Listen to this story
The notorious Kimsuky hacker group has targeted South Koreans with three new Android malware variants. The threat group is allegedly employed by North Korea and uses malware like FastFire, FastViewer, and FastSpy.
South Korean cybersecurity firm S2W reported the surge of Kimsuky group hacking activities, and it is believed that the group mimics Google services to target its victims.
The lead researchers, Lee Sebin and Shin Yeongjae, noted that the FastFire malware was disguising itself as a Google security plugin, the FastViewer malware was hiding as “Hancom Office Viewer,” and the FastSpy malware is a remote access tool based on AndroSpy.
Kimsuky hackers on the rise in South Korea
The Kimsuky threat group is funded by North Korean threat actors and has multiple aliases in different parts of the world. While the group has various names, such as ‘Black Banshee’, Thallium, and Velvet Chollima, it has been attributed to a global intelligence-gathering mission by the North Korean government.
With multiple malware arsenal at their disposal, Kimsuky hackers are among the most challenging threat actors. The threat group continuously evaluates its attack strategies and employs new and more effective malware.

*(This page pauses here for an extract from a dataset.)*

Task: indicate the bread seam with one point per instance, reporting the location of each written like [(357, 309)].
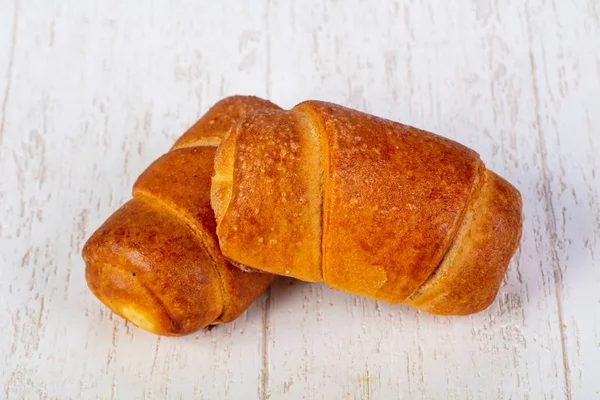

The most recent additions to its expanding Android malware list include FastFire, FastViewer, and FastSpy. These malware strains take commands from Firebase and download more payloads onto the victims’ computers. According to the researchers, the malware also downloads FastSpy on the victim’s computers, automatically adding arbitrary malicious code to the Hancom Office Viewer program.
Once activated, FastSpy gives the enemy control of the targeted devices and gives them access to features including call and SMS interception, location tracking, document harvesting, keystroke logging, and recording through the phone’s camera, microphone, and speaker.
The researchers stated that the Kimsuky organization has continuously executed assaults to steal the target’s information targeting mobile devices. Additionally, the threat actor hinders detection at several levels by modifying the free source, RAT Androspy.